19th century impressions of Neanderthals were of the “Homo Stupidus” variety, and some of these attitudes prevail today. However, examples of art, such as painting and the existence of flute fragments, suggest that they were not as primitive as once believed.

Although a far cry from the masterpieces of the AltaMira, Chauvet, and Lascaux caves, for example, the pictures below demonstrate a symbolic and conceptual view of the world.

Music, on the other hand, is a mostly non-representational, and therefore abstract art. We can say that music is composed of patterns, and that animals too make patterns, like a spiders web, or a blackbird’s repertoire of songs. But animals are generally unable to deviate from those instinctual patterns. Artistic freedom and intentionality seems to have awakened in human species with the Neanderthals. They were the first known humans to deliberately bury their dead, and decorated graves with offerings. Before this time, the boundary between human and animal becomes blurry.

There are some linguistic and physiological theories that Neanderthals had singing before they had language. These activities fire up different parts of the brain, as has been demonstrated in stroke victims who can sing but not speak. It would make sense for singing to come before language, as song appeared first in nature, and as babies babble before they can speak.

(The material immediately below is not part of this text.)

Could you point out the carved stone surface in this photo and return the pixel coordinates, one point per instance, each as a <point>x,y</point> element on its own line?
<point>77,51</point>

There are also remnants of bone flutes believed to be Neanderthal. Discovered at Divje Babe in Slovenia, the fragment is made from the femur of a cave bear. Carbon dating suggests a date of 60000 years ago, putting the flute in a period when Homo sapiens had not yet arrived in Europe. As they are only fragments it isn’t possible to discern the tonality, but the finger holes remaining suggest a diatonic minor scale.

What was this flourishing of artistic intention that seemed to begin with the Neanderthals, and continues unabated today? What is the point of art, the purpose? Was it evolutionarily advantageous? Could a fine singer or painter or flute player court a potential mate more successfully? This behaviour is clearly at work in the bird world. Is art merely an aphrodisiac?

Or is this another patriarchal interpretation of something that is, ultimately, a mystery?